The committee’s papers reside at the PHM; their scope and detail is breathtaking. In part they are amalgamations of past research committee minutes, a synopsis of Labour thinking from the party’s existence until 1941. For instance in October 1941 the committee, not unsurprisingly, stated that a significant period of house building would have to commence. However, it also thought about the design of these houses. Stating ‘The ministry of Planning should co-operate with the board of Education in setting up a Committee on the teaching of good design in Schools, Colleges and adult education centres.’ Materials for reconstruction were also considered. In November 1941 the committee rejected the idea that houses should be built out of glass bricks, as it ‘precluded prefabrication’ and would involve the use of brick-laying an ‘unaccustomed material’. That Britain would be covered in see-through houses was clearly not thought a problem.

In his report Beveridge assumed that Britain would establish a National Health Service, yet gave scant detail to the practicalities of it. Labour’s reconstruction committee went into significant detail, highlighting how many hospitals would be needed and where they should go. Furthermore, the research committee suggested that rather than having lots of generalist hospitals, one hospital in each should would have a maternity or eye specialism. And for even more specialist care such as plastic or brain surgery only one in a hospital region would undertake this role; intriguingly the NHS is moving again towards this model. The author of these ideas, Somerville Hastings, laid down the principles of the National Health Service: ‘Prevention and cure of disease and maintenance of optimum health’. He was unequivocal in who the NHS should be for, namely ‘all’. ‘Why’ as he whimsically put it ‘penalise the wealthy?’

When the Beveridge report was published Labour’s Research Committee were largely supportive of its aims, indeed, most of the population were, one survey suggesting that 86% of the population approved. One reason for this wide acceptance was because Beneridge’s ideas were so widely read and understood. The actual report sold 635, 000 copies. But it wasn’t just through the official document that people would have learnt about the plan. The archives of the WCML and PHM show that many pamphlets from a variety of organisations promoted the benefits of the act. G.D.H Cole wrote ‘Beveridge explained’ for the New Statesman, a guide that that was ‘an explanation not a criticism’.

Beveredge Explained

In a similar vein the preface to The News Chronicle & The Star’s ‘Guide to the Beveridge plan for social security’ stated that the aim is to ‘help the man-in-the street to understand Sir William Beveridge’s Plan’.

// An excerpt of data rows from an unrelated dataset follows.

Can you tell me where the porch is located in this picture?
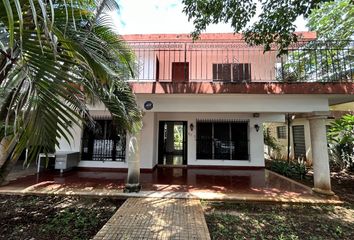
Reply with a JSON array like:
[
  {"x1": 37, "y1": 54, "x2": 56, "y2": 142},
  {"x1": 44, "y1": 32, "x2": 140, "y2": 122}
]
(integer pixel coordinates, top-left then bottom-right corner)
[{"x1": 0, "y1": 167, "x2": 338, "y2": 203}]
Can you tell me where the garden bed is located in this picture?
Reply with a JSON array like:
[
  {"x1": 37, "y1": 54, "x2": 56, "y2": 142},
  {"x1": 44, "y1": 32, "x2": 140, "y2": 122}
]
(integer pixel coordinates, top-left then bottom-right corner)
[{"x1": 0, "y1": 195, "x2": 124, "y2": 240}]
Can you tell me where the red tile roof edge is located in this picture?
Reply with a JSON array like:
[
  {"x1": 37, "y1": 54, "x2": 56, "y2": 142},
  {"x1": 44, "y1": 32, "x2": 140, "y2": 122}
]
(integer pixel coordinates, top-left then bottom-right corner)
[
  {"x1": 121, "y1": 32, "x2": 317, "y2": 41},
  {"x1": 130, "y1": 82, "x2": 354, "y2": 95}
]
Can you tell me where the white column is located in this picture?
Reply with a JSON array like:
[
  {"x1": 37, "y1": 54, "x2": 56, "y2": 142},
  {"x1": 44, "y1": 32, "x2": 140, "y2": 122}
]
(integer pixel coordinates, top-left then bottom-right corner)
[
  {"x1": 124, "y1": 131, "x2": 141, "y2": 192},
  {"x1": 309, "y1": 116, "x2": 334, "y2": 195}
]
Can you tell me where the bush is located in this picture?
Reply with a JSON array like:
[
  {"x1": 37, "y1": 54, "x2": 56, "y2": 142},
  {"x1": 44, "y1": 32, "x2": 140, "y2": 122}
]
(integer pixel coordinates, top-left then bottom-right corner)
[
  {"x1": 328, "y1": 114, "x2": 354, "y2": 171},
  {"x1": 269, "y1": 160, "x2": 308, "y2": 179}
]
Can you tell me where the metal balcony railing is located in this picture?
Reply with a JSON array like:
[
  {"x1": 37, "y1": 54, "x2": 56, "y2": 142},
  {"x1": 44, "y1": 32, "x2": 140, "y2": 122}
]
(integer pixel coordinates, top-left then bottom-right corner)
[{"x1": 129, "y1": 41, "x2": 354, "y2": 83}]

Guide to the Beveridge Plan

By far the most visually stimulating to all these guides is Social security: the story of British social progress and the Beveridge Plan (see front cover above). This pamphlet not only explained Beveridge in words, but contained illustrations by ISOTYPE. This was a visual language developed in Vienna in the 1930s. Its founders Otto & Marie Neurath fled Austria at the outbreak of the war and by 1941 found themselves in Oxford. The Ministry of Information sponsored and used ISOPTYPE to explain economic and political ideas in many of its publications and in all probability Social security: the story of British social progress and the Beveridge Plan was an MOI publication. It was certainly not lost on the war-time government that Beveridge’s ideas could provide a huge morale boost to the population. There is a great website about ISOTYPE, and in the future I’ll be looking at how images and graphs like this were used to explain economic and political ideas. It remains an unconsidered area of research, one in which PHM and WCML hold important collections.


Above you can see how ISOTYPE was used to explain how government administration would be before and after Beveridge. Below is a diagram to visually show the needs of various sections of society. One reason Beveridge was so popular, I think, was because it was so well explained. Not just in the ‘official’ government document but also in the myriad publications that were published at the same time about it.